I shriek in terror, ready to fight. Pinning my flailing hands, the giant figure looms over me, his dark hair a wild tangle, most of his face in shadow…
His face.
Abruptly my struggles stop, my heart squeezing tight in my chest. “Gideon?”
Eyes as green as spring meet mine, narrowing as they search my features. “When I dream of you, Cora Walker, you do not usually run from me.”
I hardly recognize the voice that seems to reverberate from deep within his chest before emerging on a rumbling growl.
I hardly recognize him—or the way he’s gazing down at me. His eyes were always filled with warmth when he looked at me, but now they’re glowing with heat, like glass drawn from a furnace.
More aware of the hard, muscular body leaning over mine than I’ve ever been aware of anything before, I ask breathlessly, “What do I usually do?”
His head dips toward mine, that thick tangle of hair smelling cold and crisp, like a night spent in the woods. I gasp as he buries his face against my neck, inhaling deeply. His mouth skims a
burning line from the hollow of my throat to my jaw.
“Usually you’re waiting for me in my bed, your soft thighs open and your body yearning for my touch.” That roughened voice thickens. “The beast within me enjoyed it when you ran, Cora.”
Oh god. The beast in me is enjoying the way he’s holding me down, breathing in the scent of my skin. “Does he?”
Against my ear, Gideon makes a rumbling sound of assent. “But you smell far sweeter this time. As if you are not a dream at all.”
Mind swimming in a haze of desire, I tell him, “I think I’m the one who is dreaming.”

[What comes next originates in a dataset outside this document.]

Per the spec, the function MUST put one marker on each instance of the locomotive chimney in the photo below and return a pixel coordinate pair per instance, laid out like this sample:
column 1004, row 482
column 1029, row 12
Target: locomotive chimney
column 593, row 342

“Then I shall make you scream so loud that you will awaken.” The gravelly promise in his voice is followed by the shock of his big hand pushing beneath my skirt. A stunned breath catches in my throat, my body tensing—then arching toward his on a ragged gasp when his long fingers dip into my panties, delving through slippery wetness and heat.
A tortured groan rips from his chest. “You are wetter than ever I have dreamed. Shall I taste you, then, my sweet Cora? Shall I lick and tease your…your little…”
His body goes utterly still. His hand withdraws from my panties, and when he pulls back, his fingers glisten with the wetness of my arousal—and he’s holding the glittering thread of the gold chain, which had been trapped beneath my body when he’d tossed me onto the bed. I’m still lying upon it, but now I feel the tug at the back of my neck and strange sensation of the line being pulled up between my legs as Gideon raises it higher, his gaze following the trailing length to the bedpost.
Abruptly he drops the chain and backs away, staring at me with an expression near to horror. “You are here. You have come.” Torment darkens the green of his eyes and he rips his hands through the long tangle of his hair, his voice hardening, taut anger whitening his lips. “Bloody fucking hell, Cora! You should never have come!”